Adélia foi para casa e fez versos, sem achar que por causa disso tinha de se mudar para o Templo das Musas. Além do mais, entre escrever poesia e ser poeta, havia um mar, com distâncias demais para uma menina que, pequena, vestia botinas de pequeno jornaleiro e entregava pão com o pai, madrugadinha, sem licença para fricotes. Foi sua escola. Depois, continuou sendo atropelada por trens em velocidade que lhe acudiam. Cedo se apaixonou e largou os estudos. Aos 16, casou-se. Aos 19, despachou o marido, pegou a filha e foi viver sua história – debaixo de todos os olhares inquisidores devotados a uma mulher separada no fim da década de 1950.
Como tinha de se virar, entrou na Rede Ferroviária. Ali aconteceu o que sempre lhe ocorre – alguém surge do nada, lhe aponta um caminho e some na neblina, sem mais. Um colega de trabalho soube que aquela tarefeira, quem diria, arrumava tempo para versos. Encomendou-a ao poeta Apollo Taborda França, que a encaminhou ao Centro Feminino Paranaense de Cultura – no Belvedere, Praça João Cândido. Viu-se lá, de repente, uma jovem no meio de senhoras, entre elas a que a tomaria por uma filha postiça, Helena Kolody. O ambiente era mais severo que o Meio Oeste, mas Adélia foi aceita. Logo veio seu primeiro livro – Balada do amor que se foi: “Uma tremenda dor de cotovelo”, gargalha.

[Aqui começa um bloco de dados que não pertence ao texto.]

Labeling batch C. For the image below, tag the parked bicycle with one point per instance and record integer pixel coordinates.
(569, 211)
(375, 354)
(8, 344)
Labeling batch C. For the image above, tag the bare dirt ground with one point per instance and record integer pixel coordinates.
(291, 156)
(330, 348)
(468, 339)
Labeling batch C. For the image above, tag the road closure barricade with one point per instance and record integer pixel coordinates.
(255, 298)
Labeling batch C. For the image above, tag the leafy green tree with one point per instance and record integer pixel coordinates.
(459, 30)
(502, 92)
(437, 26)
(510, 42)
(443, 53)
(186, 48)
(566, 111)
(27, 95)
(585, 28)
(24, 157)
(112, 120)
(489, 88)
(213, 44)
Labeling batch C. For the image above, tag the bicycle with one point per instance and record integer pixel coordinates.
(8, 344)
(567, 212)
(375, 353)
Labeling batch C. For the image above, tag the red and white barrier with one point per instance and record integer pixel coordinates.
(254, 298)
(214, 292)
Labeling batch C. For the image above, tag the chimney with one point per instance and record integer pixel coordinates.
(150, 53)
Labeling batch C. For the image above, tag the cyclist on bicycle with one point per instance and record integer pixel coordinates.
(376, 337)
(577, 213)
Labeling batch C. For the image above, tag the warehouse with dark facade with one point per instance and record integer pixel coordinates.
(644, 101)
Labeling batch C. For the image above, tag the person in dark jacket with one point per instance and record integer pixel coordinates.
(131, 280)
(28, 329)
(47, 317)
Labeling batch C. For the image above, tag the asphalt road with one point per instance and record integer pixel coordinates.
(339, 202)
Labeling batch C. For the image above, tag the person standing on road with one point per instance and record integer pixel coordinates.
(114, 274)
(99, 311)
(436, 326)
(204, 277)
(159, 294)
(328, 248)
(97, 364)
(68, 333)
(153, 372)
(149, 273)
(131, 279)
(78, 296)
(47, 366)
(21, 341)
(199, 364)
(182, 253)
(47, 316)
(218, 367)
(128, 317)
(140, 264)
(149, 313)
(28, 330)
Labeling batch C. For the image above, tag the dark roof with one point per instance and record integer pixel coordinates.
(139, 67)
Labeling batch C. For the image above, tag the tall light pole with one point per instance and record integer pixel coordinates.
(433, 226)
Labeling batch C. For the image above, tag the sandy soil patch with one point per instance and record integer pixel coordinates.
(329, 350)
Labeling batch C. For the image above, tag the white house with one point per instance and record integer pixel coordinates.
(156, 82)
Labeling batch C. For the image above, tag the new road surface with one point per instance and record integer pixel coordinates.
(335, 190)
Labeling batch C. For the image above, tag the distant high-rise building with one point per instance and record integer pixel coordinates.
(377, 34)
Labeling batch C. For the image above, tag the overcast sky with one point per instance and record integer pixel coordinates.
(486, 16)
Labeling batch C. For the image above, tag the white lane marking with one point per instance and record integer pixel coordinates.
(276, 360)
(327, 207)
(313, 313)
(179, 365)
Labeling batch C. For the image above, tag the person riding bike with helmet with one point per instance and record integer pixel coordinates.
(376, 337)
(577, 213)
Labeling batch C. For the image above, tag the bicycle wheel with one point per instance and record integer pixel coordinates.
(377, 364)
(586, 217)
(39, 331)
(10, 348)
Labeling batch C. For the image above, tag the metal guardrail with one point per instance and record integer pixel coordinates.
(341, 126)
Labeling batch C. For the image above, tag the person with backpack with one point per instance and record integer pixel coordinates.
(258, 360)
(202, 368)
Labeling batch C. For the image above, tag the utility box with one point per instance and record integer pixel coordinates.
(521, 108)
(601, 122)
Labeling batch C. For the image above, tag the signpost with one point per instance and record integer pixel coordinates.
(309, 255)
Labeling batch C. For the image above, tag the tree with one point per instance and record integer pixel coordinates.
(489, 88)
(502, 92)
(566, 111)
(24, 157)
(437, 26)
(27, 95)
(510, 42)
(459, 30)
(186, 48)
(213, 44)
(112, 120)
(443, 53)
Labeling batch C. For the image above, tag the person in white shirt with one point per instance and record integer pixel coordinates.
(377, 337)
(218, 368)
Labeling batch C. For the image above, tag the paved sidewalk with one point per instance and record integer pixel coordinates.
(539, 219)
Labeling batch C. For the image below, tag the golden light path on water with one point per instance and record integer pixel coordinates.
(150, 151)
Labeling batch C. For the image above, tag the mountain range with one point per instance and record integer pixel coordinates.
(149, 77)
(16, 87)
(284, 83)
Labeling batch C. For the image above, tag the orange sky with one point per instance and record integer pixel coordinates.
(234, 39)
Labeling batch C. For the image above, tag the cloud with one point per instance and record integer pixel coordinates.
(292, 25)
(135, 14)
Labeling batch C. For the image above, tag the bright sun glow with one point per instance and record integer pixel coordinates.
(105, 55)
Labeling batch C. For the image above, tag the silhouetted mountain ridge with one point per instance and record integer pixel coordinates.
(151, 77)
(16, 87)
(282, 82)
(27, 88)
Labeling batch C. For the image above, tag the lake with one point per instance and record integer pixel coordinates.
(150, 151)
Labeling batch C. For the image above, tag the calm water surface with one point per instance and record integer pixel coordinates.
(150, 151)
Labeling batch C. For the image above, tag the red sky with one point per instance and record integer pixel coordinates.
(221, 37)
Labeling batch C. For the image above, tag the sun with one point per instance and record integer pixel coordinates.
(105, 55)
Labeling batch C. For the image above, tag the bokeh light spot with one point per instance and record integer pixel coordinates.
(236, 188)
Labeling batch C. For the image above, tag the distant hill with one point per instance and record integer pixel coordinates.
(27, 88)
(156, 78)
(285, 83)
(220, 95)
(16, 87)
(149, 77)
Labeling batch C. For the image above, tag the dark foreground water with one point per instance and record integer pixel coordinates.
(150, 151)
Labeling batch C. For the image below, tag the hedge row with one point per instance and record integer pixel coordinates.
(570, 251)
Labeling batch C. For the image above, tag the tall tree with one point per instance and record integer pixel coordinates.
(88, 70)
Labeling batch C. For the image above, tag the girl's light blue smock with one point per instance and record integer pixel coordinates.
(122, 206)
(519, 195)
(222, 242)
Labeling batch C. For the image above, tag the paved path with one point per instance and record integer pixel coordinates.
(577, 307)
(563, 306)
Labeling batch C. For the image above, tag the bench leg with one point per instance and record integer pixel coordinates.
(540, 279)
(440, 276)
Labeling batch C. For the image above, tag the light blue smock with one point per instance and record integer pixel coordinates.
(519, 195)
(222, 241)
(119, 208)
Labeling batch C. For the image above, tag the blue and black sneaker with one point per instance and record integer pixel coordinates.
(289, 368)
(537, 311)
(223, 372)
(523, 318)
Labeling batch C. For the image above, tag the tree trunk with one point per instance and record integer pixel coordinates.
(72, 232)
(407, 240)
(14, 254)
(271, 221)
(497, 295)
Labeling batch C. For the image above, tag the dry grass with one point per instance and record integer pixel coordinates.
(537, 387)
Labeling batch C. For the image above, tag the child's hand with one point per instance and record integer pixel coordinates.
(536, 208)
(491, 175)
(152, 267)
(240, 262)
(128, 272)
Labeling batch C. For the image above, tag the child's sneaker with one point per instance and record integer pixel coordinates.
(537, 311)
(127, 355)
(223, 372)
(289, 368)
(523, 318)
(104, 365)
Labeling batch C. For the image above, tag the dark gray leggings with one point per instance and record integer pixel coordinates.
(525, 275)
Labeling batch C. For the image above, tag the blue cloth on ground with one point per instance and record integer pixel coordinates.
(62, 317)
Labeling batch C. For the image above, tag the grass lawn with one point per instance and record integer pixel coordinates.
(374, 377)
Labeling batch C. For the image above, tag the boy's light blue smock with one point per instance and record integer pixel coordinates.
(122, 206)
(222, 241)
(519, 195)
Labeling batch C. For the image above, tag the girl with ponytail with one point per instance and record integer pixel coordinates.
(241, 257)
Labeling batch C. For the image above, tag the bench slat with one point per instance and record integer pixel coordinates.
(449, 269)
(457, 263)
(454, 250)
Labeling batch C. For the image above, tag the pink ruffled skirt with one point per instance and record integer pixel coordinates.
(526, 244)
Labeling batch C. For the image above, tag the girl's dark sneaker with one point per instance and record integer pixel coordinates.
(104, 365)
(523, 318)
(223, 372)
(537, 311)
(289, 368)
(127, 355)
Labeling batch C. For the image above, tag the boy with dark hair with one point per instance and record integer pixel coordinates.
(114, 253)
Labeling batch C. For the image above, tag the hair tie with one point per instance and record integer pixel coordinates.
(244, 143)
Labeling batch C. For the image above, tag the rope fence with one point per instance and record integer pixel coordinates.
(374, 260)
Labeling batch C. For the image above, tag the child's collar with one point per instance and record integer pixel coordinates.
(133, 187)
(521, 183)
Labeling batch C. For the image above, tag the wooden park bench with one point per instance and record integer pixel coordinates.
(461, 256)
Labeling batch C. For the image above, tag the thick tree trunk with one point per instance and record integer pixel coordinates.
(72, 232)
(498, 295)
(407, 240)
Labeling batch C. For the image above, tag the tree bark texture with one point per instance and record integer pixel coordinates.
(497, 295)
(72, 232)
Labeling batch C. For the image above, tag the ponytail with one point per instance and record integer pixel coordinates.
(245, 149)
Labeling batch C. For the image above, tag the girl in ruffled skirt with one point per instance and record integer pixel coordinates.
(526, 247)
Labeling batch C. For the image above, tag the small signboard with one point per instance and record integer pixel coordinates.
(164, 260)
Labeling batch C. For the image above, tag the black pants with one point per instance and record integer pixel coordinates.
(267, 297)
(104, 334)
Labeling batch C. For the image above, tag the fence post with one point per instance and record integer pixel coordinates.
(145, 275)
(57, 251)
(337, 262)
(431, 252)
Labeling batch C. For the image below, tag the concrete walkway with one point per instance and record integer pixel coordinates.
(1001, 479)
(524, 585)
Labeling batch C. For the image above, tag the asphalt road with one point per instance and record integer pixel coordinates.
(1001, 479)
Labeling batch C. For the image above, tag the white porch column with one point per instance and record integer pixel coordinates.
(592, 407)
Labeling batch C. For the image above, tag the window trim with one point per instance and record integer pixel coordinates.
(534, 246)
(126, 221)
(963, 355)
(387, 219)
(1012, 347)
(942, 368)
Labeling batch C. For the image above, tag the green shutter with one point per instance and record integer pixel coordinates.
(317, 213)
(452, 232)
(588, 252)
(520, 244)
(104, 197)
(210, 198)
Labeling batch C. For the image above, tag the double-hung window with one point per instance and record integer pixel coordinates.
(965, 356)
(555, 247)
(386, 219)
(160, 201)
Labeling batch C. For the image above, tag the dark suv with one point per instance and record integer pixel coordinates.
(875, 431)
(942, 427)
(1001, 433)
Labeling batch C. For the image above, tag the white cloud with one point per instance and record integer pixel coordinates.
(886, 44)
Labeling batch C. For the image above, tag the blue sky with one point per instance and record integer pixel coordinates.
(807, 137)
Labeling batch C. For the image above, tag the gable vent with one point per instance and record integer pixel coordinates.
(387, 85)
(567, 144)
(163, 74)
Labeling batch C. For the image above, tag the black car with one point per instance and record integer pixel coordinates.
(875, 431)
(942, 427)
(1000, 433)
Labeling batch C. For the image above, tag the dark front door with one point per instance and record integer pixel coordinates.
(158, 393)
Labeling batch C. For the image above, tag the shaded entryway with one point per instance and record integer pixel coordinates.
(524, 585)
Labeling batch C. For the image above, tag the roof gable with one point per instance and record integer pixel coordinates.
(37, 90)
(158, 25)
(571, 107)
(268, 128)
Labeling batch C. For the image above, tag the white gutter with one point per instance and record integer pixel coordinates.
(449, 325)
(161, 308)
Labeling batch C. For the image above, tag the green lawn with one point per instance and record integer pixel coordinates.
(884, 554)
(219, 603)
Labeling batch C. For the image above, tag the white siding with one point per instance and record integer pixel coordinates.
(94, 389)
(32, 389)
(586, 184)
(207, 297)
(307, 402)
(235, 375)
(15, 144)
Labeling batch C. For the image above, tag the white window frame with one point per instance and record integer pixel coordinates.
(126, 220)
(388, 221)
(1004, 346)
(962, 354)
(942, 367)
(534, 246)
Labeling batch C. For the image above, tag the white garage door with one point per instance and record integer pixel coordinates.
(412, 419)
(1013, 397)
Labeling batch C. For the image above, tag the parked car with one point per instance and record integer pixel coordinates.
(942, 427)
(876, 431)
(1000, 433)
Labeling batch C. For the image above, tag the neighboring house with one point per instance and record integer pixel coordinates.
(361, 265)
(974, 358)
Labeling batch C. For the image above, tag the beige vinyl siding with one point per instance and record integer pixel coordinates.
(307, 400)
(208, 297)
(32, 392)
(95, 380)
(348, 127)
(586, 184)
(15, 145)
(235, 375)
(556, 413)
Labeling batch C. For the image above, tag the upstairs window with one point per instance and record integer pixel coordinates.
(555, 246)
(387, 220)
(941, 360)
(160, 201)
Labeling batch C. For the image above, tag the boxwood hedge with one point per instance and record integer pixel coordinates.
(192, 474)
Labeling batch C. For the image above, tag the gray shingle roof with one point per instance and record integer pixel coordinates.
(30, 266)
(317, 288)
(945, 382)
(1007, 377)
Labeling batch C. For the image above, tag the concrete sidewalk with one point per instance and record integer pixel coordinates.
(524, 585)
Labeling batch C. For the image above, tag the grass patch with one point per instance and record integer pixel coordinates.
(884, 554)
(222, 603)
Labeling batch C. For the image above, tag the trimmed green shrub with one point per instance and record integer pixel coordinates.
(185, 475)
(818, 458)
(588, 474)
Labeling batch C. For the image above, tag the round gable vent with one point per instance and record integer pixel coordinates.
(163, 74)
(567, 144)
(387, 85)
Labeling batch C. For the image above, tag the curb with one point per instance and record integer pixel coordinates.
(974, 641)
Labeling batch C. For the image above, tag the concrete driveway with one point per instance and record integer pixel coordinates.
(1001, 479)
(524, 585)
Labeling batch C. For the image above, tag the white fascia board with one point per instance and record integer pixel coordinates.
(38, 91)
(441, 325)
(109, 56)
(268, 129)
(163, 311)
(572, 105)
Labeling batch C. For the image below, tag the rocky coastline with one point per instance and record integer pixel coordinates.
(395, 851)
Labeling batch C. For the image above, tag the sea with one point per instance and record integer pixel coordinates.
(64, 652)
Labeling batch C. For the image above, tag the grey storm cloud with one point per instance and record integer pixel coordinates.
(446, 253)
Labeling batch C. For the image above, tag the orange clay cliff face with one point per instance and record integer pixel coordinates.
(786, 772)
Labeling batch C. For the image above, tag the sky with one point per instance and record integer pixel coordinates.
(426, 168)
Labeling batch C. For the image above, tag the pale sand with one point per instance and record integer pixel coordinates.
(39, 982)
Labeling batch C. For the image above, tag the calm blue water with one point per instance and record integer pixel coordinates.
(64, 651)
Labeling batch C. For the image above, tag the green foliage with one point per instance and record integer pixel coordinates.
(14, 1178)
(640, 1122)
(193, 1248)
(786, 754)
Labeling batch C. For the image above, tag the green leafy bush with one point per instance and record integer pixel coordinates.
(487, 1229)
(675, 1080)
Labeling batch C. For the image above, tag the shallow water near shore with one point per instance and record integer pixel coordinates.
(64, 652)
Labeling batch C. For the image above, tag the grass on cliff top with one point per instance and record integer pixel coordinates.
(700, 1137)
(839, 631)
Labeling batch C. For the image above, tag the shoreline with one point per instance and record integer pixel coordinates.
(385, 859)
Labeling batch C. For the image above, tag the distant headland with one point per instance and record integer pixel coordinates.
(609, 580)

Pela idade e pela cabeça, podia ter se aninhado na turma do Paulo Leminski, mas estava bem entre Pompílias e Tabordas. Assim permanece. Em 1968, livre da aliança de casada que por tempos carregou no dedo, podia dizer que estava na boa. Era poeta, mãe, servidora pública. Tudo acontecia sempre igual até que uma desconhecida, no ponto do ônibus, quis saber se ela não queria voltar a estudar: precisava de uma companhia, à noite, na hora de voltar para casa. Topou. Da misteriosa não sabe. De si, concluiu todos os graus, inclusive a faculdade de Direito, na primeira turma do noturno da UFPR.
Gostava de Direito Penal, sua cadeira como professora, por uns tempos, na PUCPR – mas só lembra de ter tirado um desvalido de trás das grades. Discordo da amada Adélia Maria Woellner. Faz uns bons anos que ela tira do cárcere gentes e gentes. Dá-lhes versos para beber, depois convida a seguir adiante, como ela mesma fez. Quis saber se no fundo a poeta não copia a menina que entregava pão de madrugada. É tudo alimento. Não respondeu – preferiu me oferecer um bolo de laranja, que ela mesma fez. Tava bom.